Why do 3D engines primarily use triangles to draw surfaces?

Since 3 points are the minimum necessary to define a planar surface any shape can be simulated using many triangles, and efficient algorithms exist to rapidly paint triangles onto the screen.


Triangles can never be non-planar; anything with more than 3 points can be non-planar and thus un-renderable unless converted to triangles.

For example: A square is two triangles that are on the same plane, if all the points that make up the square are co-planar. It takes a lot of calculations to make sure all the points are co-planar, thus all polygons that are greater than 3 points are pre-calculated by decimating them into triangles and tested to make sure all the points are co-planar once, instead of on every frame that gets rendered.

Here is good reference about polygon meshes.

Planar Mesh


(source: softimage.com)

Non-Planar Mesh


(source: softimage.com)

and one more example that might make it clearer


(source: autodesk.com)

The non-planar mesh is degenerate and can't be sorted or rendered correctly in any sane manner. Triangles don't have this problem.

Efficiency

Triangles also are very memory efficient and can be sorted, and rendered extremely fast when using Triangle Strips which only need 1 point to be stored for each additional triangle after the first.
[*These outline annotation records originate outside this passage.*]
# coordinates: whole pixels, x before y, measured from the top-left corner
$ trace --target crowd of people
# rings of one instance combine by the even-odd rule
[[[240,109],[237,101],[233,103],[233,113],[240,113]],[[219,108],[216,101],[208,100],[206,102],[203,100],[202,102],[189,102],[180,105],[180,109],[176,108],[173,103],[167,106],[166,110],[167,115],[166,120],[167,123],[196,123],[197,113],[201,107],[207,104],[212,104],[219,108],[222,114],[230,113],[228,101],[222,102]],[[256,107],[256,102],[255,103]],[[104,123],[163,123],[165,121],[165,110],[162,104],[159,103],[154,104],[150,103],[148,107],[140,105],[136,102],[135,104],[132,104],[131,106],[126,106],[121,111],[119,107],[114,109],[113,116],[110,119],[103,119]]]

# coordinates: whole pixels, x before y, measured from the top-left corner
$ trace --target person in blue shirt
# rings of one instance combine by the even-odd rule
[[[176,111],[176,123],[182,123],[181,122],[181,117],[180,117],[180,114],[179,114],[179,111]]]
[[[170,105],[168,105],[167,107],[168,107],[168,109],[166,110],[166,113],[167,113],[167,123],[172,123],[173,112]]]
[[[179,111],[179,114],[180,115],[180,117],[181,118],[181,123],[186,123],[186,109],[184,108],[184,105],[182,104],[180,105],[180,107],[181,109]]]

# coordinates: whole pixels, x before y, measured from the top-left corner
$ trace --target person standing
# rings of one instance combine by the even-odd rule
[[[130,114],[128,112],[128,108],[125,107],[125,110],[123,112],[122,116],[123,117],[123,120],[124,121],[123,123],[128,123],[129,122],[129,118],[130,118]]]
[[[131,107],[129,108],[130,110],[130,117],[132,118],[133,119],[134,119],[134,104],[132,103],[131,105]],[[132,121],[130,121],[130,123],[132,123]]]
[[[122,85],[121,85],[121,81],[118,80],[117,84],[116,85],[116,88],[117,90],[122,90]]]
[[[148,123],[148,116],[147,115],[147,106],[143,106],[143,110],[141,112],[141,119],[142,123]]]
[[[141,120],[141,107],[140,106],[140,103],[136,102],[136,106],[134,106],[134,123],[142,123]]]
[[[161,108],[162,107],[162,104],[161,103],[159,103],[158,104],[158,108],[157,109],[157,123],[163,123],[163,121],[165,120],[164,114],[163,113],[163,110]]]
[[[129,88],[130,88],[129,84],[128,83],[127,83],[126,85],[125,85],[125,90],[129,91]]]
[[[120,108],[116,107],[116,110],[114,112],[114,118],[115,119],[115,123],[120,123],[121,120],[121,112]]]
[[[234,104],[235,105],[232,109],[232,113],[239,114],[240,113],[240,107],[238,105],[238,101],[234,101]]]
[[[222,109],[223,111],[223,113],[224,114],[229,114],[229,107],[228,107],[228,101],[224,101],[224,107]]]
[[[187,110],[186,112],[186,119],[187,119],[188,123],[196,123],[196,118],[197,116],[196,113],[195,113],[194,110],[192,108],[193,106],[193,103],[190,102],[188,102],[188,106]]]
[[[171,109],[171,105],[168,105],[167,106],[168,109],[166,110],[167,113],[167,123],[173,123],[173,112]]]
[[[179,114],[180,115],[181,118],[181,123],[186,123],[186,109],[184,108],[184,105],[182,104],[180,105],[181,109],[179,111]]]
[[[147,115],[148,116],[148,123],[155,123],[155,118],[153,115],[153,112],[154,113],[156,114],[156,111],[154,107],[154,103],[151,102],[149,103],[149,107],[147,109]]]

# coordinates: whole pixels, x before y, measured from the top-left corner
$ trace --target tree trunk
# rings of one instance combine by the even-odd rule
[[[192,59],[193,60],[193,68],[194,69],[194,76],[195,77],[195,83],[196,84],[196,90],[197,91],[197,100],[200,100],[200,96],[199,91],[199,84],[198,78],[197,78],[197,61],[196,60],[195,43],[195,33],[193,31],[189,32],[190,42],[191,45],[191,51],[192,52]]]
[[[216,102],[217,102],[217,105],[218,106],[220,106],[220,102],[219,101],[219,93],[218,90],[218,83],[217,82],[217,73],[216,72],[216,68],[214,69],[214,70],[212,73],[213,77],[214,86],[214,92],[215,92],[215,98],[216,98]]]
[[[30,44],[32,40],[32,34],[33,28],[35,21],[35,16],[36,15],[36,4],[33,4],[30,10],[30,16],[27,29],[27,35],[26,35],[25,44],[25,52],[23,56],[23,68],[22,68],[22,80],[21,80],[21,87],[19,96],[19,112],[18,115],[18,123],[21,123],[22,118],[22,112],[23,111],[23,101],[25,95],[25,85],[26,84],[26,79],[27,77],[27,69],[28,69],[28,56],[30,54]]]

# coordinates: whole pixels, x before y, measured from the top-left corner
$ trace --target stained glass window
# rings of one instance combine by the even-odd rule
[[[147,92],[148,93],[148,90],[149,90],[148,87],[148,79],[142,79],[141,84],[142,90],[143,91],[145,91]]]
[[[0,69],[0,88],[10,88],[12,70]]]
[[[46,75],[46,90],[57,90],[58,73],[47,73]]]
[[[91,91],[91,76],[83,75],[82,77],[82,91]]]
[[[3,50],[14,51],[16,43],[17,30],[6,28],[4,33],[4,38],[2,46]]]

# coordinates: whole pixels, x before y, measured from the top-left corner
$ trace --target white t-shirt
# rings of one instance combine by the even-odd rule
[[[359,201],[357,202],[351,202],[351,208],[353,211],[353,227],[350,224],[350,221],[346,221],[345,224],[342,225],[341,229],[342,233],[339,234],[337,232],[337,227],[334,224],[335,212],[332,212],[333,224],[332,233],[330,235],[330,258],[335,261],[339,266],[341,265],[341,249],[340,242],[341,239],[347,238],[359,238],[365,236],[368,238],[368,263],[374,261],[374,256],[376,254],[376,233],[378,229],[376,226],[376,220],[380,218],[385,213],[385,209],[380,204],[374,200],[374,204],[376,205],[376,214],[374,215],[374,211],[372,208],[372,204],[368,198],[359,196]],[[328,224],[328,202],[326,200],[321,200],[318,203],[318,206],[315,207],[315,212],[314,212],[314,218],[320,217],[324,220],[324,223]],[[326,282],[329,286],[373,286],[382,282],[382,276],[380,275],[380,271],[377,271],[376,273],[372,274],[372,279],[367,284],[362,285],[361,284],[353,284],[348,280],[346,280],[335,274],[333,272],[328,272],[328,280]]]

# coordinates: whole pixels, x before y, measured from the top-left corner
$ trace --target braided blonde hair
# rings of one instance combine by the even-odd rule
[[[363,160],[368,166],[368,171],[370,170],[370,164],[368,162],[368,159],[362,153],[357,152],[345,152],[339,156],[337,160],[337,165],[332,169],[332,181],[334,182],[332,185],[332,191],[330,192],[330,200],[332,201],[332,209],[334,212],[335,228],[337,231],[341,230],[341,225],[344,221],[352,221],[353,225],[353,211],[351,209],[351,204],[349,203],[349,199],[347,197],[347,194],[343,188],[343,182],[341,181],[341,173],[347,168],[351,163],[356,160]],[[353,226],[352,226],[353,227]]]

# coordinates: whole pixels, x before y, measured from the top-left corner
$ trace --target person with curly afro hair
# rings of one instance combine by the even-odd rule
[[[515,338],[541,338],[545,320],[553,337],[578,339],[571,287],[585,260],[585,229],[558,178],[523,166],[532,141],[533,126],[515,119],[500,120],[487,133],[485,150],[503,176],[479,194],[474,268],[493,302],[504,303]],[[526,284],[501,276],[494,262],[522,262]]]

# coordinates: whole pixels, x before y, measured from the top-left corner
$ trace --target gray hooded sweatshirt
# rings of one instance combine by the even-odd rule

http://upload.wikimedia.org/wikipedia/en/0/03/Triangle_Strip.png

and Triangle Fans which is a special case of a Triangle Strip.


(source: codesampler.com)


Basically any complex (surface) structure can be represented as a bunch of triangles. The triangle is the most atomic and primitive geometry. Hence it is used as base for almost anything. Nevertheless most 3D engines provide you with more complex primitives like spheres, cones, cylinders, donuts, whatnot. Check your libraries documentation.